Are there any variables that require mutation to be usable in your analysis stream? For example, are all time variables correctly coded as dates? Are all string variables reduced and cleaned to sensible categories? Do you need to turn any variables into factors and reorder for ease of graphics and visualization?

For this data, I have used the Month and Year values to create a new "Date" column. I have then used this column, as well as the Product column, to group the data to get mean price and median price values.
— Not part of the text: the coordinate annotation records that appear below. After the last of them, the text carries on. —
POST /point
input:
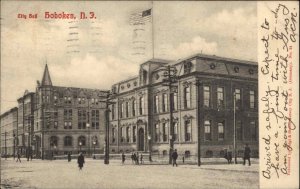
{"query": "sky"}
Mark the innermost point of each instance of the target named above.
(98, 52)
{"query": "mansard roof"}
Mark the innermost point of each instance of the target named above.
(214, 57)
(46, 81)
(76, 92)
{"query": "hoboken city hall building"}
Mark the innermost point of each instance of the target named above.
(206, 103)
(201, 104)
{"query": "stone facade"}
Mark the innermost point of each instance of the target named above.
(68, 119)
(9, 124)
(202, 96)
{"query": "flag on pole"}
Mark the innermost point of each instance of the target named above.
(141, 18)
(146, 13)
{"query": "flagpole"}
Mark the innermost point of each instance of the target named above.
(152, 17)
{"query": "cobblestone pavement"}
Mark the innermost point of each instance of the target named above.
(61, 174)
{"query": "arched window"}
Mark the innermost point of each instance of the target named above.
(82, 140)
(187, 154)
(165, 153)
(128, 134)
(113, 135)
(95, 140)
(187, 97)
(209, 153)
(53, 141)
(175, 131)
(188, 130)
(68, 141)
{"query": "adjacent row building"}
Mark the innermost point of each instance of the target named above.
(55, 121)
(201, 104)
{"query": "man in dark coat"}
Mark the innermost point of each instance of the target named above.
(18, 157)
(69, 157)
(174, 157)
(123, 158)
(80, 161)
(247, 152)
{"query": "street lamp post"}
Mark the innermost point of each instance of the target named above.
(234, 129)
(28, 146)
(5, 144)
(170, 73)
(80, 143)
(14, 136)
(198, 83)
(88, 127)
(94, 144)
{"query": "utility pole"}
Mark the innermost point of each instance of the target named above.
(198, 83)
(106, 152)
(170, 73)
(42, 136)
(234, 130)
(5, 133)
(14, 136)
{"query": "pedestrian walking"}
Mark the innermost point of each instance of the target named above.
(69, 157)
(247, 152)
(18, 157)
(137, 158)
(123, 158)
(132, 158)
(141, 158)
(80, 161)
(174, 157)
(228, 156)
(150, 158)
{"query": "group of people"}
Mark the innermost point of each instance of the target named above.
(137, 158)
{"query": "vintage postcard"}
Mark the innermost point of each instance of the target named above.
(149, 94)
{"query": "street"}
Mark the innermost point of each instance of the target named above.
(95, 174)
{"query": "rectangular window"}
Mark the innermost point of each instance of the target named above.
(188, 130)
(133, 107)
(127, 134)
(112, 111)
(156, 104)
(207, 130)
(141, 105)
(187, 97)
(220, 131)
(206, 96)
(253, 131)
(220, 93)
(175, 101)
(175, 131)
(122, 110)
(95, 119)
(156, 132)
(239, 130)
(134, 133)
(55, 99)
(237, 93)
(165, 132)
(252, 99)
(127, 109)
(113, 135)
(165, 102)
(82, 119)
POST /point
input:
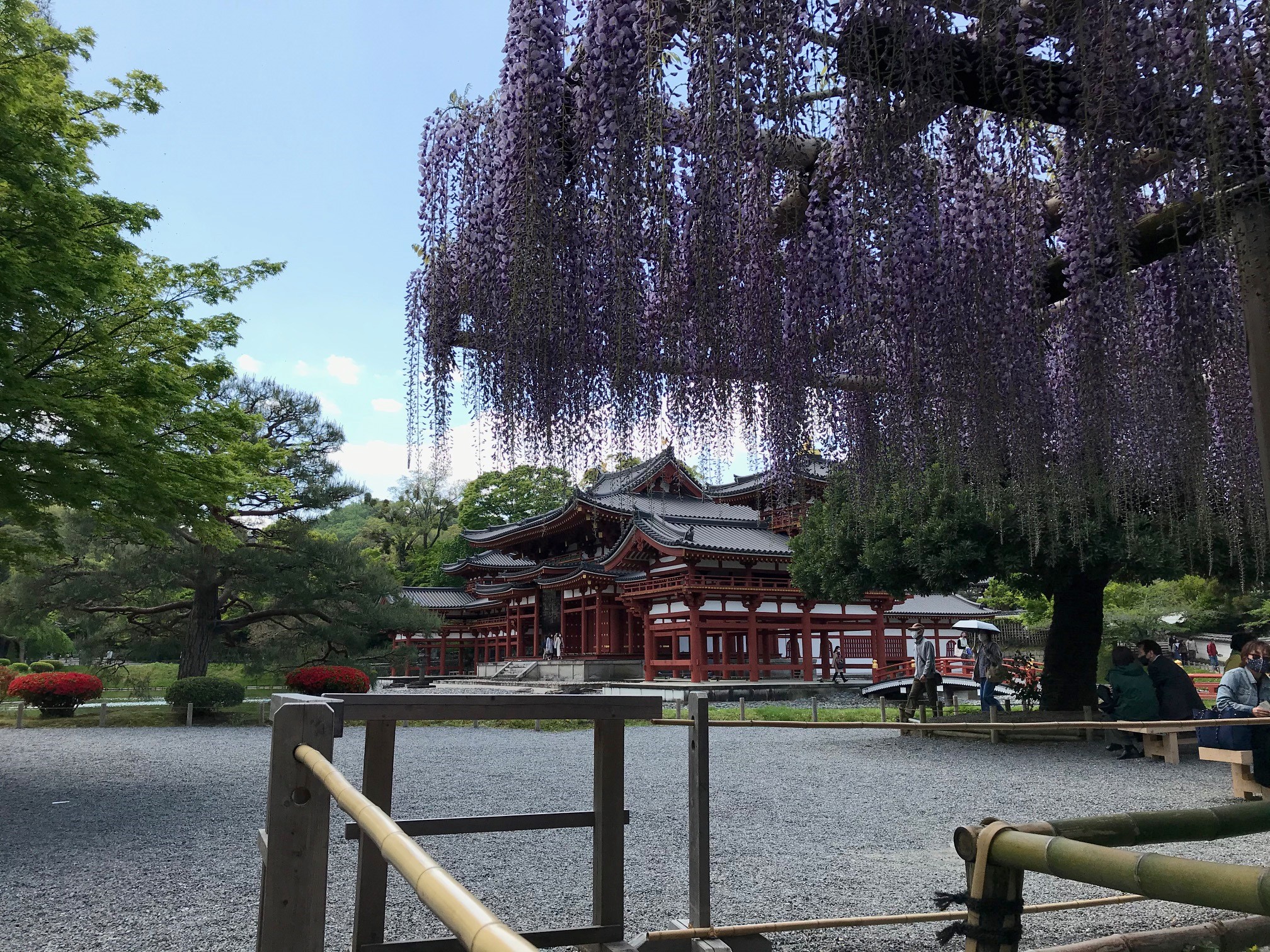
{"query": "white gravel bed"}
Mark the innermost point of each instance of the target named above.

While the graphs formed by this grouping are not very informative, on scaling the data, this could be extremely informative. 

Document your work here.

```{r}
# Reading into dataframe
data <- read_excel('_data/debt_in_trillions.xlsx')
data <- data %>%
  separate(c("Year and Quarter"), c("Year", "Quarter"), ":")
data

# Group data by year, and get total and mean debt per year
data_grouped <- data %>%
  group_by(Year) %>%
  summarise(total_debt_by_year = sum(Total),
            mean_debt_by_year = mean(Total))

# Plot the mean debt per year
ggplot(data_grouped, aes(x=Year, y=mean_debt_by_year, group=1)) + ylab("Mean debt (in Trillions)") + 
  geom_point() + 
  geom_line() + 
  ggtitle("Year vs Mean debt (in Trillions) ")

data_grouped

# Group data by year and get mean value statistics for each debt type
data_by_debt_type <- data %>%
   group_by(Year) %>% 
   summarise(mort_mean = mean(Mortgage),
             herev_mean = mean(`HE Revolving`),
             auto_mean = mean(`Auto Loan`),
             cred_mean = mean(`Credit Card`),
             stud_mean = mean(`Student Loan`))

data_by_debt_type

# Preprocess the data, to pivot it for graphing
col_names = names(data_by_debt_type)
col_names <- col_names[!col_names %in% c("Year")]

col_names 

# Pivot the data such that each case represents the mean debt type for a given year
pivoted_debt_data <- pivot_longer(data_by_debt_type, cols=col_names, 
                          names_to = "debt_type",
                          values_to = "debt_mean_value")

# Graphing the data
ggplot(pivoted_debt_data, aes(x = Year)) +
  geom_line(aes(y = debt_mean_value, group=debt_type, color=debt_type)) + 
  xlab("Year") + 
  ylab("Debt mean (in trillions) ") + 
  ggtitle("Mean debt value across years, per debt type") + 
  guides(color = guide_legend(title="Debt type"))

pivoted_debt_data

```

Any additional comments?

We can see that the mortgage debt has consistently been higher across all the years that the data has been collated for. The mortgage debt is almost 5 time the average debt of all other debt types.